Se voltarmos ao exemplo acima (caso 1), onde o exportador de frutas tem um recebível de US$ 350.000 e implementarmos uma estratégia de hedge cambial usando contrato a termo (NDF), teremos o seguinte resultado.



Caso 2) Com estratégia de hedge cambial


Dia 03/01/23 – Celebração do contrato de compra e venda



● Valor da fatura (invoice) com vencimento em 23/02/23 = US$ 350.000

● Taxa de câmbio USDBRL no dia 03/01/23 = R$ 5,50

● Taxa de câmbio futura (NDF) para 23/02/23 = R$ 5,55

● Montante em Reais com hedge = 350.000 x 5,55 = R$ 1.942.500


Dia 23/02/23 – Recebimento da fatura, fechamento do câmbio e expiração do hedge cambial



● exportador de frutas brasileiro converte os recebíveis de dólar para real usando a taxa spot do momento do fechamento do câmbio no dia 23/02/23 = R$ 5,13

● Montante em Reais = 350.000 x 5,13 = R$ 1.795,500

● A estratégia de hedge cambial (NDF) expira contra a taxa spot/PTAX no dia 23/02/23 = R$ 5,13

○ Resultado da estratégia de hedge = 5,55-5,13 = R$ 0,42

○ 350.000 x 0,42 = + R$ 147.000


Resultado total é:


● Recebível em Real devido a exportação = R$ 1.795,500 (a)

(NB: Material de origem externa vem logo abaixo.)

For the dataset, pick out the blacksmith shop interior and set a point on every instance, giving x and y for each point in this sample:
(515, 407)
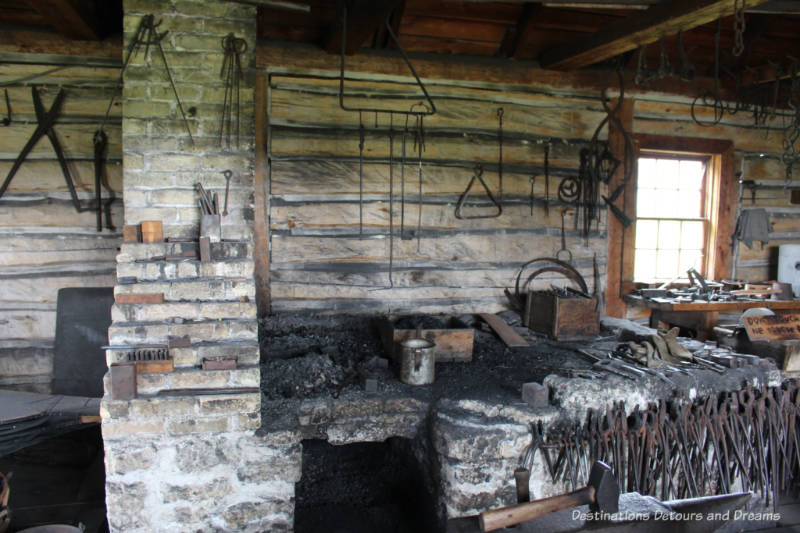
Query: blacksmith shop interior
(399, 266)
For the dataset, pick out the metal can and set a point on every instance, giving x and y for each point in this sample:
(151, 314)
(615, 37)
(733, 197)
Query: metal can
(417, 361)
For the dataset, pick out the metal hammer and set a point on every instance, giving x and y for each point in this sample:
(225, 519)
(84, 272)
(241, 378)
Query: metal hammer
(602, 495)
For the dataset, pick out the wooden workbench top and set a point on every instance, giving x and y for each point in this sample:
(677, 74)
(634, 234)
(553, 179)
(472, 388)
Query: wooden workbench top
(665, 304)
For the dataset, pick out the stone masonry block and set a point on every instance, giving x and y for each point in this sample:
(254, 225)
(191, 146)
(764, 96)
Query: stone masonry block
(256, 515)
(248, 421)
(163, 161)
(245, 377)
(151, 383)
(146, 109)
(200, 379)
(131, 459)
(227, 161)
(229, 403)
(215, 489)
(126, 513)
(125, 429)
(110, 409)
(174, 197)
(161, 408)
(535, 394)
(195, 42)
(226, 10)
(135, 215)
(188, 269)
(198, 425)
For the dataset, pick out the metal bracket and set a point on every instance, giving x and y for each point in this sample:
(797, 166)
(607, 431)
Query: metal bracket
(389, 30)
(477, 176)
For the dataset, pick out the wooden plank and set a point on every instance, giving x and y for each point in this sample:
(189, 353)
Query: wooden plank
(69, 18)
(666, 305)
(615, 258)
(261, 188)
(487, 247)
(363, 18)
(647, 27)
(510, 337)
(456, 71)
(139, 298)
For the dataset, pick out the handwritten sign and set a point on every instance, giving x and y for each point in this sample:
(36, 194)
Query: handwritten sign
(772, 327)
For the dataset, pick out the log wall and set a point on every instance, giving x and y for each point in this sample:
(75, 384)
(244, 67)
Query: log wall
(45, 244)
(323, 258)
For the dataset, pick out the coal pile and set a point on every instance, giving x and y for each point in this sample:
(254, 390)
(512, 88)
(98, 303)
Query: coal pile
(307, 356)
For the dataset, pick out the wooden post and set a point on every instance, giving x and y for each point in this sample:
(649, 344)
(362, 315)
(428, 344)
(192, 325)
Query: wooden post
(261, 198)
(615, 306)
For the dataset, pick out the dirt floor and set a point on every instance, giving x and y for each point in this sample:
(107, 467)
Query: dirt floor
(306, 356)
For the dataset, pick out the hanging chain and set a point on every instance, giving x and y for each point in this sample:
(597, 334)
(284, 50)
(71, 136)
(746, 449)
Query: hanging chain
(664, 68)
(687, 68)
(641, 67)
(360, 176)
(500, 155)
(738, 28)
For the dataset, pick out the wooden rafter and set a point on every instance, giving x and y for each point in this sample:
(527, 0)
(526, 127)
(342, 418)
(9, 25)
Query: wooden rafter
(68, 18)
(363, 18)
(643, 28)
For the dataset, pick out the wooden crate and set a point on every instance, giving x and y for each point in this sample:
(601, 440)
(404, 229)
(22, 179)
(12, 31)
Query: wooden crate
(452, 344)
(562, 318)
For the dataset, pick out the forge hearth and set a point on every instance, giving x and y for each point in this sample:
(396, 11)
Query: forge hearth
(363, 488)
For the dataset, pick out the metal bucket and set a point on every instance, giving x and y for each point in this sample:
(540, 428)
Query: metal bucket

● Resultado da estratégia de hedge = + R$ 147.000 (b)

● Total (a+b) = R$ 1.942.500


Se compararmos os dois casos (com e sem estratégia de hedge cambial), podemos ver que o exportador não só protege a taxa spot de R$ 5,50 no momento em que emitiu a fatura, mas também maximiza seu lucro devido à curva futura do dólar que permite precificar sua fatura por meio de um taxa de câmbio futura de R$ 5,55.


Assim, o exportador recebe R$ 147.000 a mais do que sem uma estratégia de hedge cambial implementada.



Hedging – Vantagens


O hedge oferece vantagens substanciais para empresas que operam no mercado externo e custa comparativamente pouco. O hedge com os derivativos mencionados acima permite que uma organização fixe uma taxa de câmbio que estabiliza os custos operacionais ou a receita de vendas de uma empresa, ao mesmo tempo que protege sua paridade orçamental (ou seu breakeven point). Definir e proteger uma paridade orçamental pode permitir que uma empresa entre em novos mercados com confiança, expanda suas operações globais e amplie suas atividades com mais conforto e previsibilidade.


É importante que o risco cambial seja gerenciado, para que os executivos possam concentrar suas energias nas principais operações e produtos da empresa, e não nas flutuações cambiais.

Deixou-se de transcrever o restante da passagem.